Is there any benefit to stack multiple GRU one after the other?

laro · November 2, 2022, 9:39pm

I’m working on time series problems.

On the web I saw 2 type of models:

Models which used one GRU with multiple layers.

nn.GRU(num_layers=4,…)

Models which used multiple GRU's (one after the other) with less (or equal) number of layers.

nn.GRU(num_layers=2, ...)
nn.GRU(num_layers=2, ...)

I understand that using one GRU or multiple GRU change the number of wights to calculates and to optimize,

but I didn’t found any explanation for the benefits between the 2 options above:

What is the benefit (or when we want to use) multiple GRU's or one GRU) ?
Is there a benefit for useing one GRU with high number of layers vs multiple GRU's with less layers ?

J_Johnson · November 3, 2022, 7:23am

The two above are practically identical, only difference being semantics. GRU structure for each layer is

https://pytorch.org/docs/stable/generated/torch.nn.GRU.html

You can think of the above as one building block, with additional GRU layers just repeating the same gated algorithm. So whether you want to give each a different label, or put them all under one label, is a matter of preference. The math works out the same.

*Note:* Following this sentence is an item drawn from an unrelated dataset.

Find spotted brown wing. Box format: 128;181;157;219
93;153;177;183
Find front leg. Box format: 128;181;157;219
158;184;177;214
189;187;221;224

J_Johnson · November 3, 2022, 7:28am

Additional thoughts:

I could see there being a benefit to splitting it up for very large models, as it’s much easier to assign each “layer” to different GPUs/TPUs during initialization and training. If you put them all in one nn.GRU unit, it’s going to take a lot more code and effort to assign each layer to separate GPUs.

laro · November 3, 2022, 9:53am

Thanks.
If we use 2 GRU the H0 of the second GRU may be initialised with zeros (or different values) (instead of getting the last hidden state of the first GRU),
while using 1 GRU with multiple layers, the hidden state passed to the next layer, across all layers.

Is that something that can change the results dramatically ?

J_Johnson · November 3, 2022, 11:38am

Right, it would change the result. You would need to keep track of 2 hidden states. One for each separate unit. Notice how the hidden state contains the number of layers in the dims:

If you set the hidden state to zeros for the second layer, it would no longer be the equivalent of using multiple layers in one GRU. It would be the same as if you used one GRU and set half of the hidden state to zeros.